DeCicco graduated from Fanshawe College's broadcast journalism program in 1986 and worked for CHYR in Leamington, Ontario, before returning in 1987 to work at CJBK and CJBX, a country music station in London as a reporter covering city hall. From 1994 to 1997, while serving on city council, she was a part-time instructor in a communications course at Fanshawe College.
DeCicco was first elected to London City Council in 1991 as a councillor in Ward Five, becoming the youngest person ever to serve there, after former Ward Five councillor Grant Hopcroft made the jump to the Board of Control.
In 1996 she was an avid supporter of London's bid for the 2001 Canada Summer Games, which were subsequently awarded to London. In 1997, after two, three-year terms as a ward councillor, she topped the polls when she was elected to the London Board of Control and acted as deputy mayor and budget chief to Dianne Haskett, whom she succeeded as mayor in the 2000 election. She was re-elected to a second term in 2003.

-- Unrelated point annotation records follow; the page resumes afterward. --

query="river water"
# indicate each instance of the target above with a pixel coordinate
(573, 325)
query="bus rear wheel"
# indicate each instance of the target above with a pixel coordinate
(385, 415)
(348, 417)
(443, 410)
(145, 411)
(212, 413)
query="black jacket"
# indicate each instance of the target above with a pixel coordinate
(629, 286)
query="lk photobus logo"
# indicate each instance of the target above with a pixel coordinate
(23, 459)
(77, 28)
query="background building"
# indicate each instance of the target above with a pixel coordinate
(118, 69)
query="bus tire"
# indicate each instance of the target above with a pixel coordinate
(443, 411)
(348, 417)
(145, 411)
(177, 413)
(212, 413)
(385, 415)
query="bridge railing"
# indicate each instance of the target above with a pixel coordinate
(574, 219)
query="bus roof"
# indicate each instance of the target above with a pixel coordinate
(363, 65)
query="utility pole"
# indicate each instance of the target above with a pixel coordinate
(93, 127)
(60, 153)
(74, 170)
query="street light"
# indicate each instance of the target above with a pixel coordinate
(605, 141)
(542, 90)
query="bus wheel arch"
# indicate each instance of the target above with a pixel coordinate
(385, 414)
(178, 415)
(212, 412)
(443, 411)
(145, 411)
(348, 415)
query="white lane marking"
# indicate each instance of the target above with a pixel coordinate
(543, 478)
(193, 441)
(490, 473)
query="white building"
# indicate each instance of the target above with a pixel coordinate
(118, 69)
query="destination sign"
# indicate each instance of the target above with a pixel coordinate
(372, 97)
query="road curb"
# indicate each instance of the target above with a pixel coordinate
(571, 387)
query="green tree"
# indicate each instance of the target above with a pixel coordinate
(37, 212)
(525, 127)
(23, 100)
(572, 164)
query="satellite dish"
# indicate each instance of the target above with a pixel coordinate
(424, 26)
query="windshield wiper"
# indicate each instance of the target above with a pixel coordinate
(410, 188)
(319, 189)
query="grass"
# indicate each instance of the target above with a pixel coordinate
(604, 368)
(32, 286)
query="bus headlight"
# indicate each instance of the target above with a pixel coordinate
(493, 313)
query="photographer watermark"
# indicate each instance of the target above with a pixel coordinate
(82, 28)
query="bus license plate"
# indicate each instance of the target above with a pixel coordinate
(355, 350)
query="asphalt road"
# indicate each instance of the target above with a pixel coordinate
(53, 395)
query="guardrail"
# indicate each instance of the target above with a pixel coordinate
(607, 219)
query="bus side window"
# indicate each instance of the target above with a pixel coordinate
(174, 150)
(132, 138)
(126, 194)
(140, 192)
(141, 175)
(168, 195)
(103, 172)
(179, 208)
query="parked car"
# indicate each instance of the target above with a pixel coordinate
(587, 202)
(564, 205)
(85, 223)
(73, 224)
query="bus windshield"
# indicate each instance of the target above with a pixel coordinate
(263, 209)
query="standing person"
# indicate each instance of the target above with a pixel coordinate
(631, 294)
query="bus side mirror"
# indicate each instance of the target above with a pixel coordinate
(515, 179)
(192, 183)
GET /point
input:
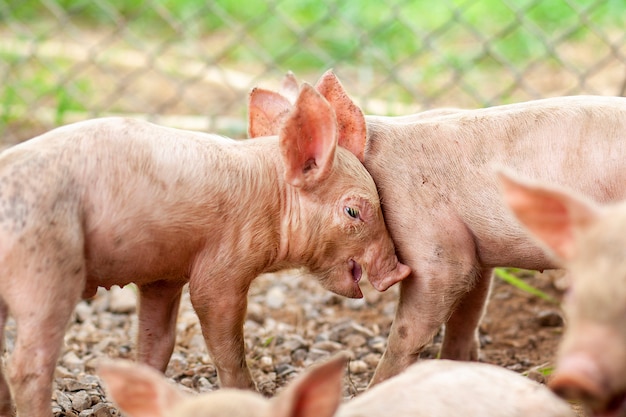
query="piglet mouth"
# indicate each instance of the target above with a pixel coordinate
(356, 270)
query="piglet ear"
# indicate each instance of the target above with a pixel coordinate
(289, 87)
(315, 393)
(553, 216)
(308, 139)
(350, 120)
(267, 112)
(139, 390)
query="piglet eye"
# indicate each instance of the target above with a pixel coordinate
(352, 212)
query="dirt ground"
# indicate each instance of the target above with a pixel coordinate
(293, 323)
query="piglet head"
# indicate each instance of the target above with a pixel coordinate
(333, 223)
(588, 240)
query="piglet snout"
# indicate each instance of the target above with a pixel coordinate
(578, 377)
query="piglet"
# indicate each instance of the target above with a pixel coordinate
(441, 201)
(114, 201)
(440, 388)
(589, 240)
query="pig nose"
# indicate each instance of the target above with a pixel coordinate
(397, 273)
(579, 378)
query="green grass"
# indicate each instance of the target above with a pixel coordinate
(349, 31)
(37, 83)
(509, 275)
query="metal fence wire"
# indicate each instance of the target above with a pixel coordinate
(191, 63)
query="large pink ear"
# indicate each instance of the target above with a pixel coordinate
(553, 216)
(139, 390)
(267, 112)
(308, 139)
(316, 393)
(350, 119)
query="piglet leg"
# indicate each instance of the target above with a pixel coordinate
(222, 310)
(426, 302)
(158, 311)
(6, 407)
(41, 321)
(460, 340)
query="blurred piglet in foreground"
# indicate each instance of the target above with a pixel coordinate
(442, 204)
(433, 388)
(113, 201)
(590, 241)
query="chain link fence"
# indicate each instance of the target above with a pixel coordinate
(191, 63)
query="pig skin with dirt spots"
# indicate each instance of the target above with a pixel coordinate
(440, 388)
(114, 201)
(442, 205)
(589, 240)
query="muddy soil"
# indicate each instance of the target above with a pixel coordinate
(292, 323)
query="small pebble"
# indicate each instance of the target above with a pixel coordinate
(275, 297)
(357, 367)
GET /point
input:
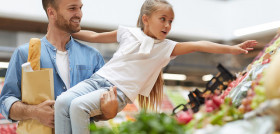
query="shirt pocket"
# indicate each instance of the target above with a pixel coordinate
(83, 72)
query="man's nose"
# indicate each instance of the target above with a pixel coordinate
(79, 13)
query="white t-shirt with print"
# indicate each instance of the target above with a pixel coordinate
(132, 72)
(62, 63)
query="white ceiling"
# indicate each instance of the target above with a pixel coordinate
(213, 19)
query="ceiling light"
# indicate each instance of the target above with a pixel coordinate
(179, 77)
(4, 64)
(207, 77)
(257, 28)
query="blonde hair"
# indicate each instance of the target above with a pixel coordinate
(148, 7)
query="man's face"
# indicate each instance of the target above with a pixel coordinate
(69, 15)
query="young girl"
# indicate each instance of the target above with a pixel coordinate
(135, 68)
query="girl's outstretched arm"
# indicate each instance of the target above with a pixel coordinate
(210, 47)
(93, 37)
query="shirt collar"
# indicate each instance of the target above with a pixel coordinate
(68, 45)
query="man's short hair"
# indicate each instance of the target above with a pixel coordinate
(49, 3)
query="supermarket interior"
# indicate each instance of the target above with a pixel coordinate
(203, 93)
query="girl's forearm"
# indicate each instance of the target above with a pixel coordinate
(211, 47)
(93, 37)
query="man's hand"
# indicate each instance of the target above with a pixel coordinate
(108, 104)
(44, 113)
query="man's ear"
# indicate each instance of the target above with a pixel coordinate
(145, 19)
(51, 12)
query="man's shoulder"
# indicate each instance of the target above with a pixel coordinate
(22, 48)
(85, 47)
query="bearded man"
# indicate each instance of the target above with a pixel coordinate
(71, 61)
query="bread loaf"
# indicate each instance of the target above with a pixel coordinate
(34, 53)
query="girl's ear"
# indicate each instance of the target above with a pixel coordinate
(145, 19)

She also serves on the board of governors of the University of Western Ontario (UWO) and the London Police Services Board.
On June 17, 2006, DeCicco married Tim Best, a 44-year-old native Londoner who'd previously lived in Texas, that she first met at the John Labatt Centre in downtown London during the 2005 Memorial Cup hockey championship.

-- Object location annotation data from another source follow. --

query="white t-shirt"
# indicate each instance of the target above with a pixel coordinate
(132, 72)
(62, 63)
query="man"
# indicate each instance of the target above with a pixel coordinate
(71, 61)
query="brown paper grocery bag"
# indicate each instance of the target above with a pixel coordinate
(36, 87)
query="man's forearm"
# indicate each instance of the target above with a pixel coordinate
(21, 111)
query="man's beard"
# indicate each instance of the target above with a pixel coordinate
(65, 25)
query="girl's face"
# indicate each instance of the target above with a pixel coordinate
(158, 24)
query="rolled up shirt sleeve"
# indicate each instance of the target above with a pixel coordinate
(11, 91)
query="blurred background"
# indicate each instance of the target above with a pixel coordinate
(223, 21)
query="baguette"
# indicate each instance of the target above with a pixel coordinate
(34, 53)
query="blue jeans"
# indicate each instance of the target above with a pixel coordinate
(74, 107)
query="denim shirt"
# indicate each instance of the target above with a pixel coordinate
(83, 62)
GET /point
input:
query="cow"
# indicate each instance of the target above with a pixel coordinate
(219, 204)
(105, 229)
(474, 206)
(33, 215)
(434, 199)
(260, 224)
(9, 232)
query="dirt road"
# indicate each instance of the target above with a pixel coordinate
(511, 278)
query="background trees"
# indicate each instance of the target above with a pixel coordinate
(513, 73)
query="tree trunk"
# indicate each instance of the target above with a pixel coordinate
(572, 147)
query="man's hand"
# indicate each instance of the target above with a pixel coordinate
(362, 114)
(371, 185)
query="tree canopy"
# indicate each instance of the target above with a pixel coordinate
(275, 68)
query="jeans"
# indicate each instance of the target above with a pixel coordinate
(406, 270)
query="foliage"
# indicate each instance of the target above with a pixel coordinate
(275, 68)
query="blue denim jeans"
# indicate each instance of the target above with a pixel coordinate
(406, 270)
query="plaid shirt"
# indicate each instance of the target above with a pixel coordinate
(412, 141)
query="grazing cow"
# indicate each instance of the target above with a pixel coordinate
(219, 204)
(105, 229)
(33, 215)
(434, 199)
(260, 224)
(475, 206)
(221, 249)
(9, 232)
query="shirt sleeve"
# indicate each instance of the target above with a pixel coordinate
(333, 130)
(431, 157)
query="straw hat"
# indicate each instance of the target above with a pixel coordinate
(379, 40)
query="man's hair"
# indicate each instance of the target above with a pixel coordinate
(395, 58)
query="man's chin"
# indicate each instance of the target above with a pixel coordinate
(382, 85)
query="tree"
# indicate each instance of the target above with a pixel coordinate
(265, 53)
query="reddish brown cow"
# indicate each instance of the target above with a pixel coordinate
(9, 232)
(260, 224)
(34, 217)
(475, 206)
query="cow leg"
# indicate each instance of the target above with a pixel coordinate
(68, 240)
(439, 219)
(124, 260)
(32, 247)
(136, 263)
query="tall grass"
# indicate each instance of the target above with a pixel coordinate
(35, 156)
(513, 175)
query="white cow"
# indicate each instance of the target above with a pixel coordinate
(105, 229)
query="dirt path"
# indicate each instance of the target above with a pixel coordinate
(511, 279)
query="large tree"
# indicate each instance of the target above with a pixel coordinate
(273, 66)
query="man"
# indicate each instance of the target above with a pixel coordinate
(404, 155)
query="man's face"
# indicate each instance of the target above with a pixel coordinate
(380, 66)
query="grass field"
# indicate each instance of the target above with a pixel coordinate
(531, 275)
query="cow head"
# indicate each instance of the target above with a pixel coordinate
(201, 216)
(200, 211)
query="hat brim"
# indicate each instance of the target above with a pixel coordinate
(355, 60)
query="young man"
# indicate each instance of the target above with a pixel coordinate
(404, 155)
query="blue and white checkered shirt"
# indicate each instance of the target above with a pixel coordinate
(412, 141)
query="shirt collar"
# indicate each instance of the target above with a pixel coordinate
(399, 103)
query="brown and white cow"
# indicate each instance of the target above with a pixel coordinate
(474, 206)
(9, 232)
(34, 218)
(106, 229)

On November 13, 2006, DeCicco-Best was re-elected for a third consecutive term as the mayor of London in the 2006 municipal election. Her main opponent was former London North Centre Liberal Member of Parliament Joe Fontana. Her victory in this election, with its four-year term mandated by the province of Ontario, made DeCicco-Best the longest-serving mayor in London's history, in office for 10 consecutive years.
On October 25, 2010, Fontana defeated DeCicco-Best in the 2010 municipal election to become the mayor of London.
DeCicco-Best currently works for Fanshawe college assisting with public relations.
During her time as mayor, DeCicco-Best spent approximately $480,000 of taxpayers' money installing metal trees inside of London. Local surveys showed an overwhelming dislike of the objects, and questioned their cost. "I would have much preferred if real trees were planted instead of cold, obnoxious, vomit-coloured, poorly trimmed telephone poles," said students at the University of Western Ontario.
DeCicco-Best was heavily criticized for the actions of her husband, who opened up a "for profit" check-cashing business outside the city's welfare office, was charged with six criminal counts, including impaired driving causing bodily harm, sentenced to six months in jail, and owned a bar downtown which many believed was an eyesore on the city.
The Jewish National Fund of London honoured Anne Marie DeCicco-Best as its 2011 London Negev Dinner Honouree. As London’s longest-serving Mayor (2000-2010) and member of London City Council for 19 years, DeCicco-Best was recognized for her dedicated contributions to the community throughout her many years of public service, and her unwavering support of the Jewish community.